Okay, that title might be a little dramatic. In my opinion, you should never train until it hurts, but being a little sore after a hard workout is totally fine. This past year, I realized something in my running form. Prior to 2016, I wasn’t really running. As my physical therapist and marathon-winning wife would put it, I was moving while shuffling my feet. *my wife really loves me.* Unfortunately, as hard as she was on me, it was the truth.
Looking back at my run times in 2014 & 2015, my average pace was around 9 minutes/mile. Not bad, but I always knew I could do better. Why you ask? Well, leading up to my first marathon, I was training hard and running pretty quick on my short runs. However, I wasn’t able to keep up a good pace for my longer runs.
In 2016, I didn’t start running until June when I signed up for a RunStrong class organized by Generation Care in Grand Haven. The class was made up of my fellow GHRC runners and I got the itch to start training again.

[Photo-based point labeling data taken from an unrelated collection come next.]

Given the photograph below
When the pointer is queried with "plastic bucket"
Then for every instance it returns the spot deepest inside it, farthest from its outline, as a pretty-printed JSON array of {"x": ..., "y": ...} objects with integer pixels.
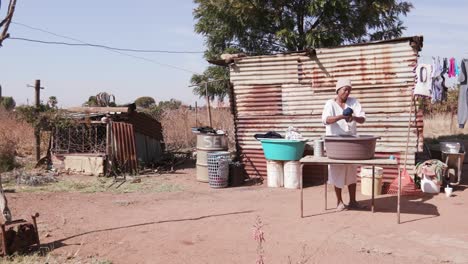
[
  {"x": 292, "y": 174},
  {"x": 366, "y": 180},
  {"x": 283, "y": 149},
  {"x": 318, "y": 147},
  {"x": 428, "y": 185},
  {"x": 274, "y": 173}
]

As a result of taking the class, my running form changed and I found myself running better splits and staying strong on longer runs. That endurance was tested when I ran the Michigan Ragnar, a grueling 100+ mile relay run in the rain from Muskegon to Traverse City.
However, as it happens every year, by the time I get to the end of the warm months of training, I find myself burnt out. I was running, swimming, biking less in October, tried to ramp up in November, and then with the holidays (and nursing a nasty cold), December was a wash. Now I find myself in January with six months before my first big race and a little anxious.
So back to my original thought…Training until it hurts. Yes, you probably should not train until it hurts physically, but it will hurt mentally. Getting up early (or staying up late) to get in an extra 30-40 miles on the trainer is going to hurt you mentally if you’re trying to put in 9 workouts in 7 days. As a fellow runner said, when you train for a big race, you find yourself on certain days “having to workout, instead of wanting to workout.”
What’s great about training with the GHRC is that we all support each other’s goals and race objectives. There are runners of all levels willing to help you along the way or meet you on a Sunday to get in an open water swim (OWS), or tag along on a long run around Spring Lake (RASL). If you’re unfamiliar with the club, you can always join us on one of the many runs put on by club members throughout the week.